Even after severing the contract for land in Norcross that would have housed the state's first video gambling site, Dan O'Leary is still betting that the concept is coming to Georgia.
O'Leary, a developer, has spent the better part of two years campaigning for a $1 billion gambling center off Interstate 85 near Jimmy Carter Boulevard. The site would contain -- alongside restaurants, shops, a hotel and other entertainment venues -- about 7,500 "video lottery terminals" operated by the Georgia Lottery and aimed at helping fund the floundering HOPE Scholarship.
After a year and a half, the land on the site of fiber optics manufacturer OFS is no longer under contract by O'Leary, he confirmed Monday. He opted not to extend the contract for an eighth time.
"It just didn't make business sense to keep this under contract," he told the Daily Post.
The decision, though, should not be considered a white flag.
O'Leary said he's still confident that the video lottery idea -- which needs to be approved by the Georgia Lottery board -- will be coming to Georgia sooner than later.

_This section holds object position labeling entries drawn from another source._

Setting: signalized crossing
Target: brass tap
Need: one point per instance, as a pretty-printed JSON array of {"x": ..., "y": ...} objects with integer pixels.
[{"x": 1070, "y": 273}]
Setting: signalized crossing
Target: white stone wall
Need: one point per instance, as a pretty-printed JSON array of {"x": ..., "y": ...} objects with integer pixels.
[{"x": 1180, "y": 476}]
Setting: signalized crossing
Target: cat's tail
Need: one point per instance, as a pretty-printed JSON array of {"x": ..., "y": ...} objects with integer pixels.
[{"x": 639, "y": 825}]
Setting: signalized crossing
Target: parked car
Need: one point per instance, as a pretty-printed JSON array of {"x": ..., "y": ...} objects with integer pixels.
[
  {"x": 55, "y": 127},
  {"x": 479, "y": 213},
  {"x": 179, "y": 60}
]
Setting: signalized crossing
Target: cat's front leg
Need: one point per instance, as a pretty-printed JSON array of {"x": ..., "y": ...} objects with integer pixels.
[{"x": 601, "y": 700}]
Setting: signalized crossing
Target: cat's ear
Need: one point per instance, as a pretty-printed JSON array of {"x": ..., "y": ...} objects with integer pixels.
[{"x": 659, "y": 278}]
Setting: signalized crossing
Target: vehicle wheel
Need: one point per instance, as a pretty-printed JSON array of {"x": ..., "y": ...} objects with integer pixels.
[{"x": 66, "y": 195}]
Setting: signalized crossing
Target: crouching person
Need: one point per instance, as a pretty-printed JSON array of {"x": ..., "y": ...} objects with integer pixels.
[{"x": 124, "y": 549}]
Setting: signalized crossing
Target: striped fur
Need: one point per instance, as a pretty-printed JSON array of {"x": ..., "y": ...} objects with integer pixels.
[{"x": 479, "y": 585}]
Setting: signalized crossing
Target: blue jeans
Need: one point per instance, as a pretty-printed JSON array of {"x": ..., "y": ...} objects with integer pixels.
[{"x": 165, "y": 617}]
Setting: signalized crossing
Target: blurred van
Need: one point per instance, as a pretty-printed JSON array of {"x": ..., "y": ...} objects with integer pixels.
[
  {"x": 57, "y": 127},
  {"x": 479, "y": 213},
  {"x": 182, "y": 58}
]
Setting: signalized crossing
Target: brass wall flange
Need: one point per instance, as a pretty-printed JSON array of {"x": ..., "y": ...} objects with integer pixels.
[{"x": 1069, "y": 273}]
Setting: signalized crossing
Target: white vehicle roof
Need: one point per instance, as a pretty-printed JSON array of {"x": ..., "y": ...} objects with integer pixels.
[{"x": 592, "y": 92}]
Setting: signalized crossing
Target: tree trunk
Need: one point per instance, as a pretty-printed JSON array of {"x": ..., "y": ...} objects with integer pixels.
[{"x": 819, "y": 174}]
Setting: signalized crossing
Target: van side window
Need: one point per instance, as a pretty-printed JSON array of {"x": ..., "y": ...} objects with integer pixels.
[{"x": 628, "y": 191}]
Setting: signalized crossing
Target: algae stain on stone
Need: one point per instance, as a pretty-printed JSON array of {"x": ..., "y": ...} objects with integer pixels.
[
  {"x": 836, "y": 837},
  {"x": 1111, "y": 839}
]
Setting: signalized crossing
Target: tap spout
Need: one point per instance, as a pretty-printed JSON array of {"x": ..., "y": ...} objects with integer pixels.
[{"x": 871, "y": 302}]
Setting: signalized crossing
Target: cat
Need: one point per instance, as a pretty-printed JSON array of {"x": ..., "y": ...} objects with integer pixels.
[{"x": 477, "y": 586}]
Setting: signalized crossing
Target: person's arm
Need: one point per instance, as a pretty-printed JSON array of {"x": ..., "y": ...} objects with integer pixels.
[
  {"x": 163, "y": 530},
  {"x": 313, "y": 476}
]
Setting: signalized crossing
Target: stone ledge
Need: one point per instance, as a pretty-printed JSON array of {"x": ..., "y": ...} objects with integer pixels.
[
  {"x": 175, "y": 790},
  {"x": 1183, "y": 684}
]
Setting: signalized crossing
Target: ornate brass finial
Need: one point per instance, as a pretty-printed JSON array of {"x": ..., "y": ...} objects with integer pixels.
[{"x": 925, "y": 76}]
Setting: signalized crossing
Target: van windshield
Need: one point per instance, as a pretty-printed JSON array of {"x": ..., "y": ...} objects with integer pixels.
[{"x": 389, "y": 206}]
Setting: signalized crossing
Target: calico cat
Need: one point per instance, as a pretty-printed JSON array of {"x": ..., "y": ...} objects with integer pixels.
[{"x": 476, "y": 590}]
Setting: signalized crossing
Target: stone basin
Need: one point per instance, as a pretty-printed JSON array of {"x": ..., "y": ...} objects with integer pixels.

In July, voters in the Republican primary approved a nonbinding question asking whether they would support an expansion of gambling if the funds were earmarked for the education system.
"I strongly believe that this type of gaming is going to happen," O'Leary said, "and in the somewhat near future."
The Georgia Lottery board recently got a new chair in Debbie Dlugolenski Alford. Then-chairman Jimmy Braswell said in April that he would need the governor's support to approve such a program.
O'Leary said he hasn't attempted to set up a meeting with Alford yet because he's trying to "let her get acclimated" to her new position.
"We're extremely hopeful that she understands the dire circumstances that the HOPE Scholarship is in, and that this is a way to maximize revenue and literally solve the HOPE Scholarship problem," O'Leary said.
The developer said Monday he's hopeful that, if and when a video gambling measure is approved, the OFS site in Norcross will still work. If not, though, he said he and his team have checked out other sites across metro Atlanta.